Why Are There Two Types of Strings In Rust?

Ryan James Spencer

Understanding the distinction between str and String can be painful if you need to get something done in Rust now. Rust doesn't sugar coat a lot of the ugliness and complexity of string handling from developers like other languages do and therefore helps in avoiding critical mistakes in the future.

By construction, both string types are valid UTF-8. This ensures there are no misbehaving strings in a program. A char is always four-bytes in Rust, but a string doesn't have to be composed of just four-byte chunks (that would be a UTF-32 encoding!). Being UTF-8 means that Strings can be encoded with variable-width code points, but you can iterate across the chars if you want without them being stored as such.

I'll cover the remaining difference between a String and a str through arrays, vecs, and slices.

An array is a contiguous chunk of memory where every element is the same type and adjacent. Arrays are, however, of a fixed size. If we want to actually grow or shrink an array we can turn to a Vec which is sometimes known as a "resizable array". This type abstracts away the housekeeping around allocating bigger or smaller arrays.

A vec grow as elements fill the backing memory near or at capacity. Without getting too distracted, a vec doesn't quite use an array but it does use a contiguous chunk of allocated memory that is similar to an array. Vecs also shrink to size if requested. The perks of ownership in Rust mean we, the vec, can do whatever we please to the data we own. We can always borrow owned things to temporarily read or change data. Why do you need more?

A slice is a view into a portion, or slice, of owned, contiguous memory. Whenever we have a slice we know we can access its elements safely without exposing any elements outside of the portion described by the slice and without copying any data over to a new owner. Slices give us the capacity to provide entire views of the original data rather than just a segment.

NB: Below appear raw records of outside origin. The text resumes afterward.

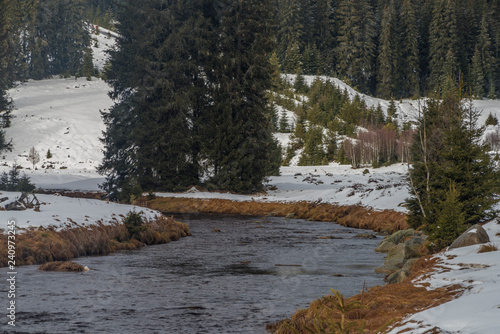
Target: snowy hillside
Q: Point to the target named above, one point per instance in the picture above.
(477, 310)
(63, 115)
(60, 115)
(407, 109)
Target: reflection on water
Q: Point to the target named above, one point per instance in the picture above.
(253, 272)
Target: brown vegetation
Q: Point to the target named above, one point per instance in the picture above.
(382, 305)
(351, 216)
(61, 266)
(46, 244)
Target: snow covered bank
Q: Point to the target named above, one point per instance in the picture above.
(60, 210)
(381, 188)
(477, 310)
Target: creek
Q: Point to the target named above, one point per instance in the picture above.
(253, 272)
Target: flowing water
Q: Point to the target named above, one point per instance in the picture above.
(253, 272)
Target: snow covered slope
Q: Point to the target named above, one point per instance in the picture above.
(478, 309)
(61, 115)
(60, 210)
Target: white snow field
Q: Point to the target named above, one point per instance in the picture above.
(60, 211)
(477, 310)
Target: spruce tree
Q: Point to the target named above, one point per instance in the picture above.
(409, 67)
(6, 74)
(447, 150)
(152, 129)
(387, 56)
(477, 75)
(241, 150)
(290, 30)
(356, 47)
(443, 40)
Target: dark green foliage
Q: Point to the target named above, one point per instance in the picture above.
(452, 180)
(88, 65)
(300, 85)
(443, 41)
(13, 181)
(6, 73)
(190, 91)
(388, 56)
(391, 48)
(313, 153)
(356, 46)
(241, 150)
(284, 126)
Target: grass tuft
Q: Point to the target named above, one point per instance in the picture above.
(47, 244)
(350, 216)
(487, 248)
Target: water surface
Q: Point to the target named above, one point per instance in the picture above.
(253, 272)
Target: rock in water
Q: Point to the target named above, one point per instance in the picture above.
(473, 236)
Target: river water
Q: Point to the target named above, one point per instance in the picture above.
(253, 272)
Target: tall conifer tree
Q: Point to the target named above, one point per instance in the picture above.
(387, 56)
(241, 150)
(444, 64)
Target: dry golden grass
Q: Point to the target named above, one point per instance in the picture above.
(387, 304)
(61, 266)
(384, 304)
(351, 216)
(46, 244)
(487, 248)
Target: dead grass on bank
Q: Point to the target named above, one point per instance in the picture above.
(350, 216)
(47, 244)
(388, 304)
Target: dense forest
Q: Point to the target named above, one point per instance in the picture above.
(208, 74)
(393, 48)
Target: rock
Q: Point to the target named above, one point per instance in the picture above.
(473, 236)
(62, 266)
(386, 269)
(398, 255)
(391, 241)
(399, 236)
(385, 246)
(398, 276)
(365, 236)
(409, 263)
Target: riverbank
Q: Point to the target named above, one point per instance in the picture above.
(350, 216)
(454, 291)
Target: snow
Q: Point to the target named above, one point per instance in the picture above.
(477, 310)
(381, 188)
(63, 115)
(59, 210)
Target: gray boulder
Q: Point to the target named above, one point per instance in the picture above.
(385, 246)
(386, 269)
(473, 236)
(398, 255)
(399, 236)
(391, 241)
(398, 276)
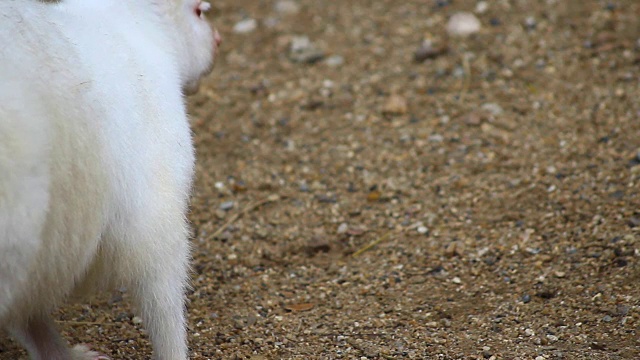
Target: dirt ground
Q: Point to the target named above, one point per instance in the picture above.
(478, 200)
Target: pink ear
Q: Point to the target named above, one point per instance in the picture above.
(204, 6)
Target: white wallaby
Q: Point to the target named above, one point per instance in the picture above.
(96, 161)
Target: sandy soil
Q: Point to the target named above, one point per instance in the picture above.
(353, 202)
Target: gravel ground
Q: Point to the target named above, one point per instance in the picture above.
(372, 187)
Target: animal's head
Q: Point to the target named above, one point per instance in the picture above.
(195, 40)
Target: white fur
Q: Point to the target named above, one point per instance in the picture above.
(96, 161)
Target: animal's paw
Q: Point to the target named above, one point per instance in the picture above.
(82, 352)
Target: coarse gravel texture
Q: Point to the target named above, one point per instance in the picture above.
(477, 199)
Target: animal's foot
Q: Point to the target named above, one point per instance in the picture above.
(82, 352)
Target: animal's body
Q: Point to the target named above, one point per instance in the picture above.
(96, 161)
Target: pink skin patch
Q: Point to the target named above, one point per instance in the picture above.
(202, 7)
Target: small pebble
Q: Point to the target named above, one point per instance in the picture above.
(227, 205)
(335, 60)
(395, 105)
(302, 50)
(482, 7)
(287, 7)
(463, 24)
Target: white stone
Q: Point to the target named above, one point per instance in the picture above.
(463, 24)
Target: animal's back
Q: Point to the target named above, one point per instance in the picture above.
(51, 174)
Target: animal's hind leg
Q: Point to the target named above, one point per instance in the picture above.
(158, 282)
(43, 341)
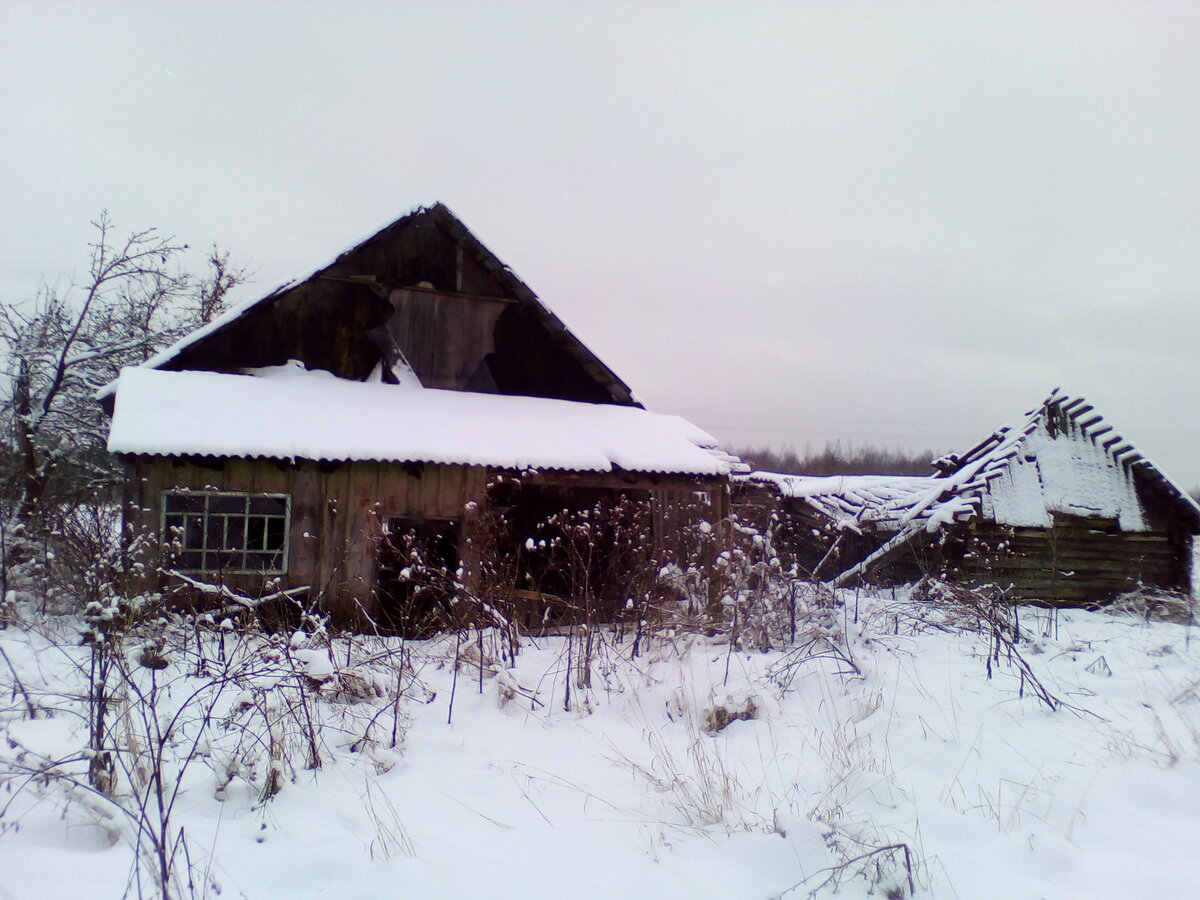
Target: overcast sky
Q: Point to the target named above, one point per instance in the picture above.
(894, 223)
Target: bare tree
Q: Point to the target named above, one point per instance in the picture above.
(63, 346)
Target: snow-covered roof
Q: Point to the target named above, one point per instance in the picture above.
(856, 502)
(292, 413)
(991, 480)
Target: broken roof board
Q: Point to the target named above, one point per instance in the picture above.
(315, 415)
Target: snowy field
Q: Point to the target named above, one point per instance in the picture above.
(887, 725)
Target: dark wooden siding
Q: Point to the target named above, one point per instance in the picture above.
(1068, 564)
(339, 511)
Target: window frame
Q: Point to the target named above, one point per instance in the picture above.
(245, 515)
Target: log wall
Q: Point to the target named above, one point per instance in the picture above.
(1068, 564)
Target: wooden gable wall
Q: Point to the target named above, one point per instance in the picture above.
(459, 317)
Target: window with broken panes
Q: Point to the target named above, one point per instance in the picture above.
(209, 531)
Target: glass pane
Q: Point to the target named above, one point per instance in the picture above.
(275, 533)
(234, 533)
(215, 562)
(193, 532)
(227, 504)
(256, 533)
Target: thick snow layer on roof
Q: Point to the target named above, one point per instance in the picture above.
(298, 414)
(1066, 474)
(857, 502)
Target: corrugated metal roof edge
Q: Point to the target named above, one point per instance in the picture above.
(426, 461)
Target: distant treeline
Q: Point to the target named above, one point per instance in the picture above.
(839, 460)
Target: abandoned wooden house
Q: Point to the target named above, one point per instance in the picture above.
(1060, 510)
(412, 390)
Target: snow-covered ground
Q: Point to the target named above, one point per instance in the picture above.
(498, 790)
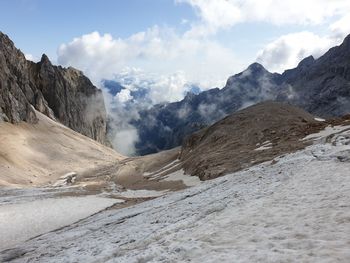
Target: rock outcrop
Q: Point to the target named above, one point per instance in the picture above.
(320, 86)
(64, 94)
(247, 137)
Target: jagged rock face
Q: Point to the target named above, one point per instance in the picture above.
(165, 126)
(247, 137)
(60, 93)
(321, 87)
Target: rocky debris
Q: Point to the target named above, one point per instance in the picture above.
(253, 135)
(63, 94)
(66, 179)
(319, 86)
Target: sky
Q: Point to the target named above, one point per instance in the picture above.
(168, 44)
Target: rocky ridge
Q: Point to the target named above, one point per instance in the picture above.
(63, 94)
(320, 86)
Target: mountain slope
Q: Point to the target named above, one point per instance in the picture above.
(39, 154)
(253, 135)
(59, 93)
(321, 87)
(292, 210)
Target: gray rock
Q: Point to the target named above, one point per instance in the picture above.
(62, 94)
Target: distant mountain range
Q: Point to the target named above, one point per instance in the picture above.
(320, 86)
(62, 94)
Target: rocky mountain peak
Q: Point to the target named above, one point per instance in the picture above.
(306, 61)
(256, 67)
(62, 94)
(44, 59)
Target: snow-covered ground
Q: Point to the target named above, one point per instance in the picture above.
(295, 210)
(22, 221)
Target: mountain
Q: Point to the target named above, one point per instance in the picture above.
(39, 154)
(247, 137)
(294, 209)
(320, 86)
(62, 94)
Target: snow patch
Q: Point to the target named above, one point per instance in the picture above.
(181, 176)
(22, 221)
(264, 146)
(319, 119)
(141, 193)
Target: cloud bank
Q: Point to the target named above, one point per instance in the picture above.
(165, 62)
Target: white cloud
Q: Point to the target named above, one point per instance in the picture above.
(123, 96)
(161, 88)
(174, 58)
(31, 57)
(287, 51)
(341, 28)
(221, 14)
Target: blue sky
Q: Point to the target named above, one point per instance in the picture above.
(171, 43)
(39, 26)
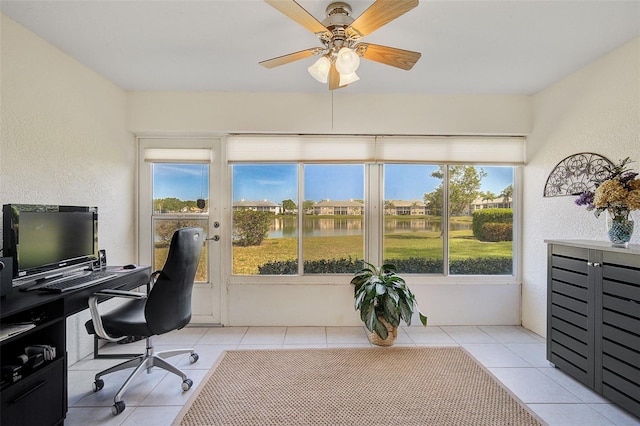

This relationship between an owned piece of data and a view into an owned piece of data is pervasive in Rust. Not every view may exclude access outside of its elements but it may provide a copy-free access such as an Entry for a BTreeMap or a Cursor to a File.

This is the same relationship between String and str. A String is the Vec and str is the slice. Since a slice is its own type, we can borrow it to change or read as we please. This is the difference between str and &str in that you will only ever manipulate a &str but it's technically a borrowed "string slice" str.

There is one bit of "magic" that Rust allows which is that taking a borrow to an owned string to a function will cast it to a string slice for you.

let s = String::new();
fn takes_a_string_slice(the_string: &str) {
  // reads the_string.

This is a convenience so that you don't have to describe the bounds as you would for an array or vector slice, a la &xs[0..n], although you can use the same syntax to create a slice into a portion of a string if you want.

As a final point, the backing store of a String is actually Vec; String just brings along the requirement that the contents are valid UTF-8 and heaps of convenience functions, as does &str. A slice is what we commonly call a "fat pointer" which consists of two machine words: one pointing to the start of data and another dictating the length. In this sense casting between a slice and back is cheap in the sense that we do not copy any data besides creating a fat pointer which is possibly reused it when we borrow.